Just before the first day of summer, I did something I was scared to do: I quit my job. Despite almost five years with my former company, my job had become toxic for me. I was totally drained everyday and I never wanted to get out of bed in the morning. I felt like I was missing out on my life. I felt like I had more to offer the world that wasn’t being used and I wanted to find out what it was. I knew it was only a matter of time before I would need to cut ties, take a break, and change course. There were ideas and passions inside of me that needed space to grow. After months of consideration, I finally decided to pull the plug. I didn’t have the next steps all figured out yet but I knew I needed to pursue a something that was more creative and “more me”. I was scared because I still didn’t have the words to describe what “more me” actually was. But, I trusted that they would come.
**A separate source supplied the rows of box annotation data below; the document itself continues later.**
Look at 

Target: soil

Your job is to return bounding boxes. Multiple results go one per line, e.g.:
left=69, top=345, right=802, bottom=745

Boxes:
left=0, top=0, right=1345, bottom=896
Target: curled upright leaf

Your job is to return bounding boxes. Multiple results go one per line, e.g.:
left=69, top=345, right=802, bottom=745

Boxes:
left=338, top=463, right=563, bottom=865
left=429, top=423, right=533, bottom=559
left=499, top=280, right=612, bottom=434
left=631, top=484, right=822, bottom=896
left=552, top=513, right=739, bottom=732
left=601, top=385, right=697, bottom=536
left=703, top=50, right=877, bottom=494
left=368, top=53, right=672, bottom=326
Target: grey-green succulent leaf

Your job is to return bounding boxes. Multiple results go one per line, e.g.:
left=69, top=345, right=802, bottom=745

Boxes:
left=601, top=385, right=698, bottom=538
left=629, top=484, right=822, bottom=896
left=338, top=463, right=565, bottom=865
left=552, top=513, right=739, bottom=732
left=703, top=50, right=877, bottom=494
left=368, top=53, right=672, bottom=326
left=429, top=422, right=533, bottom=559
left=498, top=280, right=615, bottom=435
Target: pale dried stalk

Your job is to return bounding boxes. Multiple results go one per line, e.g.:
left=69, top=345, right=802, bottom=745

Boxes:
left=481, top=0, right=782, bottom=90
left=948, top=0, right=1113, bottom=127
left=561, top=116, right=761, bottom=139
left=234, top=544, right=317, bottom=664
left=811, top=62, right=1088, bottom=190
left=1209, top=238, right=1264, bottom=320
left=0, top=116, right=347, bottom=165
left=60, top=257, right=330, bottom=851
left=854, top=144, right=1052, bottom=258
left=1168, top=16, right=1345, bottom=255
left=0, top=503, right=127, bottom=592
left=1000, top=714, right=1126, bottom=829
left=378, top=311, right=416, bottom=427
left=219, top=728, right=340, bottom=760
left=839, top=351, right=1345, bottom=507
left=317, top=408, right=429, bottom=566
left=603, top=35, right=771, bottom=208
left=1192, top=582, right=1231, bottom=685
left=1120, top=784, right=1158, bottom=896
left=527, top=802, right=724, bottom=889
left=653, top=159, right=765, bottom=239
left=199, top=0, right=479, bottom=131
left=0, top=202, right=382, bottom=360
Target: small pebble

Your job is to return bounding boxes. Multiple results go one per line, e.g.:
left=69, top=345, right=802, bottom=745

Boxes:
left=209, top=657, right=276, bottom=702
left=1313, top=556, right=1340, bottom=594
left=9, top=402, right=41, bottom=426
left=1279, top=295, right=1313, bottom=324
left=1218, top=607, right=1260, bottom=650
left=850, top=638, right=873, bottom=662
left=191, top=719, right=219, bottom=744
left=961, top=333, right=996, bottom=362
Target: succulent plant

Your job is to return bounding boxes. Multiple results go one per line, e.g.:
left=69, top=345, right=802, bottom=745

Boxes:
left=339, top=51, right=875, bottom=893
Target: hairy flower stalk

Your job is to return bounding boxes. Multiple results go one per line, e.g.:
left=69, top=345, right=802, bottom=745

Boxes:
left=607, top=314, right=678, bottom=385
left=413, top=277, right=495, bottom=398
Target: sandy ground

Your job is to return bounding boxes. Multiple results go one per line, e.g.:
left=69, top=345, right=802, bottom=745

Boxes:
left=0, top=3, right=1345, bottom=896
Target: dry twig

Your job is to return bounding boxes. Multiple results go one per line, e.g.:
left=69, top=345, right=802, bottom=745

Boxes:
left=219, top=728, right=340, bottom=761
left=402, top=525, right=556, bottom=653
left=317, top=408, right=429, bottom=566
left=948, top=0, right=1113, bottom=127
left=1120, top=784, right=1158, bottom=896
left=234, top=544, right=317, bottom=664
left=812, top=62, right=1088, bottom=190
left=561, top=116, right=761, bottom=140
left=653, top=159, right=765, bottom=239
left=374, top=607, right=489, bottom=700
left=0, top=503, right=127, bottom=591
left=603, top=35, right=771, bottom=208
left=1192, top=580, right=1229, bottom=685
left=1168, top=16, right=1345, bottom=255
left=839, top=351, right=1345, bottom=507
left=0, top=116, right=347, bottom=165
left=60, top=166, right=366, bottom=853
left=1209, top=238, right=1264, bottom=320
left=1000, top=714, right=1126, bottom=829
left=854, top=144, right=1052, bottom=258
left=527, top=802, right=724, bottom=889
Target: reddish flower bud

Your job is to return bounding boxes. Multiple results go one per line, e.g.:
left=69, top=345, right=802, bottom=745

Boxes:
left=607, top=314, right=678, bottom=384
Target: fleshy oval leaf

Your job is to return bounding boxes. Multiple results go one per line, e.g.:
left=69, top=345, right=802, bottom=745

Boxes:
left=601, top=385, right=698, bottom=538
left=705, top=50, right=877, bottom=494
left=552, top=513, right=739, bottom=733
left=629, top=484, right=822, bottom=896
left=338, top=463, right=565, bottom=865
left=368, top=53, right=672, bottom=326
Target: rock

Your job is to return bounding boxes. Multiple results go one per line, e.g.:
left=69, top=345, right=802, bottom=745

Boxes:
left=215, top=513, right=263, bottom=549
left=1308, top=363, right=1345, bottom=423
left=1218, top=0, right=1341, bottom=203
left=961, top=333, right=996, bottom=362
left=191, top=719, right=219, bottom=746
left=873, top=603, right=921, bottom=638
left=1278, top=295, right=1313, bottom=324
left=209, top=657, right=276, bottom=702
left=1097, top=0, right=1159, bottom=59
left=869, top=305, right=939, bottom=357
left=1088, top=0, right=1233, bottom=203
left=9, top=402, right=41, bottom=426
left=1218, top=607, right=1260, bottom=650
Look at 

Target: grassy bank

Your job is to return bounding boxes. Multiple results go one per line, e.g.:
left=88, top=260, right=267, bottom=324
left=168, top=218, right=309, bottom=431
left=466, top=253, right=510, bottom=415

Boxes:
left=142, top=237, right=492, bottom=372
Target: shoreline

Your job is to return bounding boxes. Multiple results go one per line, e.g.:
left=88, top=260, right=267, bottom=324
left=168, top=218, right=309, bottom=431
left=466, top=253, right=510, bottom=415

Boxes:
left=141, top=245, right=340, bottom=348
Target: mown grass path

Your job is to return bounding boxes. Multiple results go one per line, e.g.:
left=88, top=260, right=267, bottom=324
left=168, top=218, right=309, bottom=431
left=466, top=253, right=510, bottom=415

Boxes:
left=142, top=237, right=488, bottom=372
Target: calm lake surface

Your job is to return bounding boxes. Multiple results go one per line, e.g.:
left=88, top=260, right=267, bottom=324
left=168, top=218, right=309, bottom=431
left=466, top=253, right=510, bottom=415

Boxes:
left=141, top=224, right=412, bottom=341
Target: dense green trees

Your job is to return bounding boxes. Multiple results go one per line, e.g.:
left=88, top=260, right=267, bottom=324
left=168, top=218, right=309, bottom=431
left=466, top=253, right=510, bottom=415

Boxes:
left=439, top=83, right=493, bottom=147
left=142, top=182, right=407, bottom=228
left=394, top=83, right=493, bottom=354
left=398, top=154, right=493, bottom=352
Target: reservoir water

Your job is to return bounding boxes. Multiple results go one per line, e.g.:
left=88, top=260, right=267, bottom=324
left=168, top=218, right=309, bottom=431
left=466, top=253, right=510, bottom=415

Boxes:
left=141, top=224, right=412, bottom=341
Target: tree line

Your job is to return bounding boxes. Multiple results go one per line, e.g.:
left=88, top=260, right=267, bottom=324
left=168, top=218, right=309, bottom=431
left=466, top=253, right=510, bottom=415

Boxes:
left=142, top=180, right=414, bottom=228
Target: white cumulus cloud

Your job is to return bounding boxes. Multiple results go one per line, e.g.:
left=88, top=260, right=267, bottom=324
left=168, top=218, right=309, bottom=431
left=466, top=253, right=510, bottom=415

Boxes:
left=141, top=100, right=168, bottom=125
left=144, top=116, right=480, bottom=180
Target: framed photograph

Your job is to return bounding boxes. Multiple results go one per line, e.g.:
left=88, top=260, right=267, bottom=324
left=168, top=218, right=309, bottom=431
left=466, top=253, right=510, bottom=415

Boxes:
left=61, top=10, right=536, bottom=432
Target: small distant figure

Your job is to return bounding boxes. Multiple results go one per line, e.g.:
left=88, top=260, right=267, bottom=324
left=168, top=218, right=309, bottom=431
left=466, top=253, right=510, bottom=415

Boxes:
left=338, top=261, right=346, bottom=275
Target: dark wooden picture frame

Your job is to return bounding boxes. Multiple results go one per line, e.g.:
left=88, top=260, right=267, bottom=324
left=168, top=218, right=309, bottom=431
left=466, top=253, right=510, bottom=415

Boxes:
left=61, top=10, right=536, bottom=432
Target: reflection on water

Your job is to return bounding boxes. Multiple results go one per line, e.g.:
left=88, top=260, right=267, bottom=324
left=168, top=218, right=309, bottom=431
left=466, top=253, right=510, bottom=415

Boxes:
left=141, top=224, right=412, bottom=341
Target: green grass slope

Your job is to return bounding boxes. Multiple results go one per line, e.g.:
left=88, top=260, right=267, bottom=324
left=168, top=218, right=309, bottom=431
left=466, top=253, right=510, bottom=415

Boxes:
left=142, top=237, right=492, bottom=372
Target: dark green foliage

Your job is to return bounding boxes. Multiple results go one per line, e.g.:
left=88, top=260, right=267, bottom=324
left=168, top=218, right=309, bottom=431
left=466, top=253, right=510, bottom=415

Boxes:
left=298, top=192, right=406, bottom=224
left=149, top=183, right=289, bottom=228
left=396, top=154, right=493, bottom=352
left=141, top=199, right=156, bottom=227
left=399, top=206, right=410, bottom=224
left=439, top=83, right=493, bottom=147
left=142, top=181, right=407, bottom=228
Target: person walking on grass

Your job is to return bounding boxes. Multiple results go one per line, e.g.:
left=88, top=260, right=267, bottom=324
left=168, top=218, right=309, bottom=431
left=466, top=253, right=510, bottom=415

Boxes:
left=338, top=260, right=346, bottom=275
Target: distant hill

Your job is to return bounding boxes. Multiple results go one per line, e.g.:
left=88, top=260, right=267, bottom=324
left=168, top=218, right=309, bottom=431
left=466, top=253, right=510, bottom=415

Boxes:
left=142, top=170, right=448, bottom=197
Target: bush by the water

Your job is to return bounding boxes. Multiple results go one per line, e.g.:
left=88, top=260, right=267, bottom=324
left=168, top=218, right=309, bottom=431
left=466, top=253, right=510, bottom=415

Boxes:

I believed.

In the moments after delivering the news of resignation, I was transformed into my own personal hero. I was saving my own life. I was my own helping hand lifting me up to a better place. Surfacing above the waterline of my life in those few precious moments, I broke free and breathed in the sweet air of empowerment. I held my head up and looked around. Checked out the horizon. Where was this magical place? Everything seemed fresher and clear. And amazingly I felt calm. Completely at peace. In harmony. I felt hot tears rolling down my cheeks. I was on top of the world. So this is what is feels like to be kind to myself, I thought. So this is the sweet spot.

In the next moment, my memory conjured up an image of my Great Aunt Genevieve in her wheelchair, holding my hand and looking deep into my eyes and repeating, ”You’ve got to have gumption. You’ve got to have gumption.” Her mantra came swirling to life and I felt the wisdom of her words in my heart. She was right. I knew this moment was just the beginning of something beautiful.

An idea flickered across my mind: I will start a blog. It will be about heros, people with gumption. I brainstormed. I jotted down some notes in my journal, getting the idea quickly down on paper, not wanting to lose the magic as it was slowly waning out of my grasp, like sand. I filed away the notes, somewhere safe.

Two months later that dream is coming to life. And the hero is me. I want to share my journey that I am on to reclaim my life and move past my fears. A story in redefining a career and redefining a life. For most of my past, I have been sleeping. Asleep to my dreams and asleep to my true self. My inner spark. This is my journey in “waking” or surfacing. It is an expedition in breaking through my fears and learning the art of being kind, loving, and patient with myself. It is my journey in learning to love and surrender to the process and in finding that sweet spot that lasts..that never flickers out..

And this is why I must do this.

I am sharing this journey because I want to connect with other people, I want to write, and I want to inspire people to tap in to their own lives and creativity. I want to connect with other adventurers and I want to keep up my momentum. I want to laugh and keep the flow going. The energy pumping. And I want to celebrate my process. I want to join a community of like minded individuals and create a support network for my emerging inner artist. I want to share the sweetness. This is just too good to keep to myself.

But I must admit, more than anything, I want to start this blog because I am afraid to do so. I’m downright freaked out to be showing you what’s going on with me. I’m afraid to open up. But as much as this fear freaks me out it also makes me excited about what is to come. Fear is a temptress. And I know, that like all mountains we climb, the longer we take surveying the mountain, questioning our route, the harder the mountain is to climb. So I’m not sitting and lingering on this another moment. I’m ready to climb. This blog exists, today.

And so it begins.

14 thoughts on “Beginnings

    • Thanks Michelle. when I’m writing, I say out loud: ‘I will take care of the quantity, you take care of the quality’. That way I can forget my internal editor and let the words flow..

  1. WOAH!!! :D DDD You have a blog!! Congratulations! This is a beginning…a wonderful beginning! Looking fwd…To sharing the sweetness!

  2. I am very moved by your life so far and your ‘gumption’ to get out of your lifestyle and jump into the unknown. You are a great girl Tahia and I await with great enjoyment to hear everylast detail of your adventures. x

  3. I love everything you’ve offered here, Tahia. In particular, I love that you reveal your fear – and then you move with it and through it, and you invite us to see. Do you recognize how that resounds with all of us – and how we try to hide our fears at great cost? You offer comfort and courage. You are gentle yet formidable force in a much-needed shift, and I would ask you to please continue to move with your moxie.